Five-Gene Expression Formula Accurately Detects Hepatocellular Carcinoma Tumors
Journal:
arXiv
Published Date:
Jun 27, 2025
Abstract
Hepatocellular carcinoma (HCC) is one of the leading causes of cancer-related
deaths worldwide. Several diagnostic methods, such as imaging modalities and
Serum Alpha-Fetoprotein (AFP) testing, have been used for HCC detection;
however, their effectiveness is limited to later stages of the disease. In
contrast, transcriptomic analysis of biposy samples has shown promise for early
detection. While machine learning techniques have been applied to
transcriptomic data for cancer detection, their clinical adoption remains
limited due to challenges such as poor generalizability across different
datasets, lack of interpretability, and high computational complexity. To
address these limitations, we developed a novel predictive formula for HCC
detection using the Kolmogorov-Arnold Network (KAN). This formula is based on
the expression levels of five genes: VIPR1, CYP1A2, FCN3, ECM1, and LIFR.
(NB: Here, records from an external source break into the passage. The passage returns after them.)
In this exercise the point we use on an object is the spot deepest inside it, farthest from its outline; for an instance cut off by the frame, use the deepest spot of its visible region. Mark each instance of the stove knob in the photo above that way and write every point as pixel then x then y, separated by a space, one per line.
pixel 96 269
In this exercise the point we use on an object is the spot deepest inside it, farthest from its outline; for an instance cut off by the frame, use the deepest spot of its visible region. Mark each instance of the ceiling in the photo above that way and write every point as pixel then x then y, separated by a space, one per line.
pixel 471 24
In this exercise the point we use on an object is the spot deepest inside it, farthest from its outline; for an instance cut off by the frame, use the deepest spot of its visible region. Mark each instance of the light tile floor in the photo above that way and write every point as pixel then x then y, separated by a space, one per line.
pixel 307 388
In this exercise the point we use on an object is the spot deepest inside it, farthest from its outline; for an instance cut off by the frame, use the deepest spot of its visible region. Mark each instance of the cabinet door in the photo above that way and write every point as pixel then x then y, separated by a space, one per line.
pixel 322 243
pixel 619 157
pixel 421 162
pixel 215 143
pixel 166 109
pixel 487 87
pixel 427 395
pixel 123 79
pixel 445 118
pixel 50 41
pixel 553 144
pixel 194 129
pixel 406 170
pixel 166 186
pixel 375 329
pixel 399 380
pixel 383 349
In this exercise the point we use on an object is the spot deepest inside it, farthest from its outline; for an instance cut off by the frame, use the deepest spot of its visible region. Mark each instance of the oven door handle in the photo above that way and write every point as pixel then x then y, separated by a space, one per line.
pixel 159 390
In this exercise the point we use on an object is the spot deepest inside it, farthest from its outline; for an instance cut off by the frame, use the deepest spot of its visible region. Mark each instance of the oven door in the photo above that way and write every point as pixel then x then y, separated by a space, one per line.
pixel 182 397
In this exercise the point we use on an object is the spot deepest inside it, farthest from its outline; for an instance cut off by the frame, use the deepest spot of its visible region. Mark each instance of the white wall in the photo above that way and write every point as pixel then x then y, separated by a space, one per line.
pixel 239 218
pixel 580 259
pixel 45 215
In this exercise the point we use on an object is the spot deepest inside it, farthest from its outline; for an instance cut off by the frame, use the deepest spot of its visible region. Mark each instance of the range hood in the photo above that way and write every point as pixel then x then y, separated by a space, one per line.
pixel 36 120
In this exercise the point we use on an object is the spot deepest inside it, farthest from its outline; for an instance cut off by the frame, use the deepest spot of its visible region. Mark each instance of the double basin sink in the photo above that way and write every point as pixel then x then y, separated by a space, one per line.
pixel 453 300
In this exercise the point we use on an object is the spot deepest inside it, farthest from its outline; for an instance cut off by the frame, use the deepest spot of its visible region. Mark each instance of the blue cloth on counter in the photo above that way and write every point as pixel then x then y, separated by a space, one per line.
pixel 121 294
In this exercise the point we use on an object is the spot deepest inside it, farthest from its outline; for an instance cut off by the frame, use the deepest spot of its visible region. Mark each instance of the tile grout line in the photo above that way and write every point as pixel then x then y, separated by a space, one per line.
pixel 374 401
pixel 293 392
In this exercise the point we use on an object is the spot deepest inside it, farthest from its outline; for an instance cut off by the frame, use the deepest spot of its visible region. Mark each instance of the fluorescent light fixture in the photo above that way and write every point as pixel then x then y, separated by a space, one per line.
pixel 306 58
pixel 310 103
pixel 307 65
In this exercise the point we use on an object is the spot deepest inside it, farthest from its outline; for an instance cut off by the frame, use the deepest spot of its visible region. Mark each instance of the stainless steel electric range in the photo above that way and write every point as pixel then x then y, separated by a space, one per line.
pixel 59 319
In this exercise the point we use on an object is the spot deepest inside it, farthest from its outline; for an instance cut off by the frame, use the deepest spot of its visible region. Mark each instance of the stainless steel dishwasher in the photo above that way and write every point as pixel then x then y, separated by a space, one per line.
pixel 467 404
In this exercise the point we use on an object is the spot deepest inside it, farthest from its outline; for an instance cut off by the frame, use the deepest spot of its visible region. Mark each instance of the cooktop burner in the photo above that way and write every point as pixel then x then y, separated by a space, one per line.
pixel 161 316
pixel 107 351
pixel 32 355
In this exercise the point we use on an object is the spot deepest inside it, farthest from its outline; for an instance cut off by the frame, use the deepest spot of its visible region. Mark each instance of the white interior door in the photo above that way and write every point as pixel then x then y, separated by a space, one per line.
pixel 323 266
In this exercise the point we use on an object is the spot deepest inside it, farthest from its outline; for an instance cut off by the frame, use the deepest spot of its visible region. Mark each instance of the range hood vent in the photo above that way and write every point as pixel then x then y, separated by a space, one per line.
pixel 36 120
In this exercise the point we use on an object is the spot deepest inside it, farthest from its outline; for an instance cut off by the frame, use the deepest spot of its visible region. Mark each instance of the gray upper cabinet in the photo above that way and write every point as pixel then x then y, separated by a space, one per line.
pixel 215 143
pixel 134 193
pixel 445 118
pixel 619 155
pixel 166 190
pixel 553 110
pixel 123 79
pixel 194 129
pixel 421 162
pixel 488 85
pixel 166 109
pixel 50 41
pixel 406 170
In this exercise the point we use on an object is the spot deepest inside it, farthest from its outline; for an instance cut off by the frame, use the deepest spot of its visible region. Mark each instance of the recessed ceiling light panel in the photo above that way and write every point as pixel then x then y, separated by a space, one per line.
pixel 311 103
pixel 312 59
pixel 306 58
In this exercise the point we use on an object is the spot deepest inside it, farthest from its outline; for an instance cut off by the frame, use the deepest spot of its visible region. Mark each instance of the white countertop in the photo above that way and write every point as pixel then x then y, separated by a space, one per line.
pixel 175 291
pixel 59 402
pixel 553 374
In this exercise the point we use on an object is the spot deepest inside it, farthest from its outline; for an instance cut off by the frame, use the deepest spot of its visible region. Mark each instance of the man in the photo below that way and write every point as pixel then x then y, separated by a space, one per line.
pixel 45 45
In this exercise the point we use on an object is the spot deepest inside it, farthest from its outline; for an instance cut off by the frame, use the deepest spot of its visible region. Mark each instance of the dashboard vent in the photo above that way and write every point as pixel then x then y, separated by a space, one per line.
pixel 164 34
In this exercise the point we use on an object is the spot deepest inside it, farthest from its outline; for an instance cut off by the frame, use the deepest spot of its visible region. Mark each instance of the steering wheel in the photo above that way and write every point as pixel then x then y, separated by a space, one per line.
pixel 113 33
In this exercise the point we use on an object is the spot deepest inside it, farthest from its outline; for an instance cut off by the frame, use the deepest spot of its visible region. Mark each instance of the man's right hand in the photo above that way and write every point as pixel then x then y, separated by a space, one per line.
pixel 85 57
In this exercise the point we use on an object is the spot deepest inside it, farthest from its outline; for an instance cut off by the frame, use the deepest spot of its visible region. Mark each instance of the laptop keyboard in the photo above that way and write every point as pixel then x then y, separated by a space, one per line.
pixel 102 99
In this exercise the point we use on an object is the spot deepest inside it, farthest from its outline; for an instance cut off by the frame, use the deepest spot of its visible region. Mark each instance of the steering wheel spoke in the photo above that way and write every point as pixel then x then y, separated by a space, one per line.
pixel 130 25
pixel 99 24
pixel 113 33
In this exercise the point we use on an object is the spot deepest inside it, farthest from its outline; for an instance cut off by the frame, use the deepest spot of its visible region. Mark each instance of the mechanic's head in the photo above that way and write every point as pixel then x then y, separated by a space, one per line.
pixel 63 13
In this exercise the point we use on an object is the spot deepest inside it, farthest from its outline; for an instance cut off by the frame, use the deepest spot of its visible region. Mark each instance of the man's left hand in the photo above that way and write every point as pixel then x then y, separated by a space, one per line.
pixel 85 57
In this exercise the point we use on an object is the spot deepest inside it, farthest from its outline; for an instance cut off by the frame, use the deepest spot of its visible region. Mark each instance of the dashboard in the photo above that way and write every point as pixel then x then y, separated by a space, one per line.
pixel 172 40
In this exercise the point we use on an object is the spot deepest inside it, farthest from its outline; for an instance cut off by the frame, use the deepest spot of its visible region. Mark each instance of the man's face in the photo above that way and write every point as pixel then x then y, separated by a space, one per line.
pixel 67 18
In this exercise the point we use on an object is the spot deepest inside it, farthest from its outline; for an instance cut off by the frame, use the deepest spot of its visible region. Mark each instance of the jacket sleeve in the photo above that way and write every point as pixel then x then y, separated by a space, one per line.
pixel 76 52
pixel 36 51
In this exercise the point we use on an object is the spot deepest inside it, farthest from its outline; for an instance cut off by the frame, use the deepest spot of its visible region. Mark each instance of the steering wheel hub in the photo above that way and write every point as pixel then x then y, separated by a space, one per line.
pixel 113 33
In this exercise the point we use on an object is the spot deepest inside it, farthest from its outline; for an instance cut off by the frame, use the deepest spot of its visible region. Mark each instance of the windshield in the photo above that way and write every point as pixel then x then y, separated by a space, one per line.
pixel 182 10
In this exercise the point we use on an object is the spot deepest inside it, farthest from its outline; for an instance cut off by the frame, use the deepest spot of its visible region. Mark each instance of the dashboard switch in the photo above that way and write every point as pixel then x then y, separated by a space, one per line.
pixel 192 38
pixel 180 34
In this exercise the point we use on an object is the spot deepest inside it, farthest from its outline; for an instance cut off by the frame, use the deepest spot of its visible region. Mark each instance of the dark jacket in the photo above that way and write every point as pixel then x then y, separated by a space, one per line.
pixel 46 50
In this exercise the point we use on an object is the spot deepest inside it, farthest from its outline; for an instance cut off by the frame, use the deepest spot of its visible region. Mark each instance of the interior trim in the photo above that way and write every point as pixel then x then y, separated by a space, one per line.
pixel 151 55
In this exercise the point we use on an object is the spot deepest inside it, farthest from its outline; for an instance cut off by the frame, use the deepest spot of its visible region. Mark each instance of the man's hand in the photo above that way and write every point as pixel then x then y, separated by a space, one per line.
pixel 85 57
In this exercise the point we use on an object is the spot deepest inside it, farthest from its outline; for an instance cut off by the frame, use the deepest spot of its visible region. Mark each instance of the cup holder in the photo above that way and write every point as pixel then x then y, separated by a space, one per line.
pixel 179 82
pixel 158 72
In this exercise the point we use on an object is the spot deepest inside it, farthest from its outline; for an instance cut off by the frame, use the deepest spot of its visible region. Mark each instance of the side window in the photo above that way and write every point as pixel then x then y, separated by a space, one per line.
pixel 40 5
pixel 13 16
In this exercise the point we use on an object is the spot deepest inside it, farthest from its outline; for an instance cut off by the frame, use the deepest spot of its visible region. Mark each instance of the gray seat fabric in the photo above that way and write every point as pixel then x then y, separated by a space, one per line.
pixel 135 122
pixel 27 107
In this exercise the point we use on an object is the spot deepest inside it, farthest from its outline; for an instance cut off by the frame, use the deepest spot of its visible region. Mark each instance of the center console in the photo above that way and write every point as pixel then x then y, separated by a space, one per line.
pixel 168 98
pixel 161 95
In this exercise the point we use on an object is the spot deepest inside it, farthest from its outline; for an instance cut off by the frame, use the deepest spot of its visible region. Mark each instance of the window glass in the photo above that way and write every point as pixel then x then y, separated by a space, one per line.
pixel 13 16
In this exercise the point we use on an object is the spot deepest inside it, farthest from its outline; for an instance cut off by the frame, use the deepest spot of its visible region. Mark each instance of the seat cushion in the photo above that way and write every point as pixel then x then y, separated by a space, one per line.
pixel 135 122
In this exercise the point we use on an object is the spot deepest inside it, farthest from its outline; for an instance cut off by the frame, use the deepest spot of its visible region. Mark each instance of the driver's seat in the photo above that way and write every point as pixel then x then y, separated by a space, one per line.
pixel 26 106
Derived from the GSE25097 dataset, the formula offers a simple, interpretable,
efficient, and accessible approach for HCC identification. It achieves 99%
accuracy on the GSE25097 test set and demonstrates robust performance on six
additional independent datasets, achieving accuracies of above 90% in all
cases. These findings highlight the critical role of these five genes as
biomarkers for HCC detection, offering a foundation for future research and
clinical applications to improve HCC diagnostic approaches.